The words she uttered were these: “Therefore being justified by faith, we have peace with God, through our Lord Jesus Christ.”

Now, if it is your fortune to be a regular attendant at a prayer-meeting where a woman’s voice is never heard, you can appreciate the fact that the mere recitation of a Bible verse, by a “sister” in the church, was a startling, almost a bewildering innovation. Only a few months before, I am not sure but some of the good people would have been utterly overwhelmed by such a proceeding. But they had received many shocks of late. The Spirit of God coming into their midst had swept away many of their former ideas, and therefore they bore this better.

A Happy Ending:

Not long after that Wednesday night prayer meeting when Isabella spoke out in front of her parents, her father became very ill and she traveled to his home to be with him in his final days. One evening she was alone with her father when he said, unexpectedly:

“Thus saith the Lord who created thee.”

He explained to Isabella that he well remembered that Wednesday night prayer meeting and the verse she recited.

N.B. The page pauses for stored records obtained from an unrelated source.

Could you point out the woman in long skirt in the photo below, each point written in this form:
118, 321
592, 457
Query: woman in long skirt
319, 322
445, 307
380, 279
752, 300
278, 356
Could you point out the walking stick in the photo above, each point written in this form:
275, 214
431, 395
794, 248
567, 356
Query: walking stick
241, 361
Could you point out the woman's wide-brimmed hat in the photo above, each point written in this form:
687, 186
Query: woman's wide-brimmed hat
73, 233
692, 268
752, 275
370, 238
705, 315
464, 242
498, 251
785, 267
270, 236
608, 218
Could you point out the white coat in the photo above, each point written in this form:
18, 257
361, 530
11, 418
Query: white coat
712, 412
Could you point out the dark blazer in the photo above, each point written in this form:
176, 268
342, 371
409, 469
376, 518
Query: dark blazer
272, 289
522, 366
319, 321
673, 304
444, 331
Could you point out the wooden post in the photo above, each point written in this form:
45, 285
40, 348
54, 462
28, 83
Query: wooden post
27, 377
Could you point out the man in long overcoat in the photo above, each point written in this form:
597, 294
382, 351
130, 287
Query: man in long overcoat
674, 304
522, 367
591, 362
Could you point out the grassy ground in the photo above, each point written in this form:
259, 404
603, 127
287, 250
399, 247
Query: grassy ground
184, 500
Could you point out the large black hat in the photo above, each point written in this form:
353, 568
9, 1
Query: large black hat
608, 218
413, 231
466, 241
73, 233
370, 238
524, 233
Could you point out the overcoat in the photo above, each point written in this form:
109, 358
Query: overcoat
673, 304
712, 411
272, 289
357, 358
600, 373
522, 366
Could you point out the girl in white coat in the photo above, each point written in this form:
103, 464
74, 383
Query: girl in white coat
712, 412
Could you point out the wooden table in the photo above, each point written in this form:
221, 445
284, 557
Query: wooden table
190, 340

“The first time I ever heard it, your beloved voice gave it to me,” he said. “I can’t begin to tell you what [those words] are to me now, lying here. ‘Fear not; for I have redeemed thee; I have called thee by thy name; thou art mine.’”

That was the last private talk Isabella had with her father and she cherished the memory of it.

“I thank the dear Lord,” she later wrote, “that one night He gave me courage to repeat words which brought joy to Father’s heart.”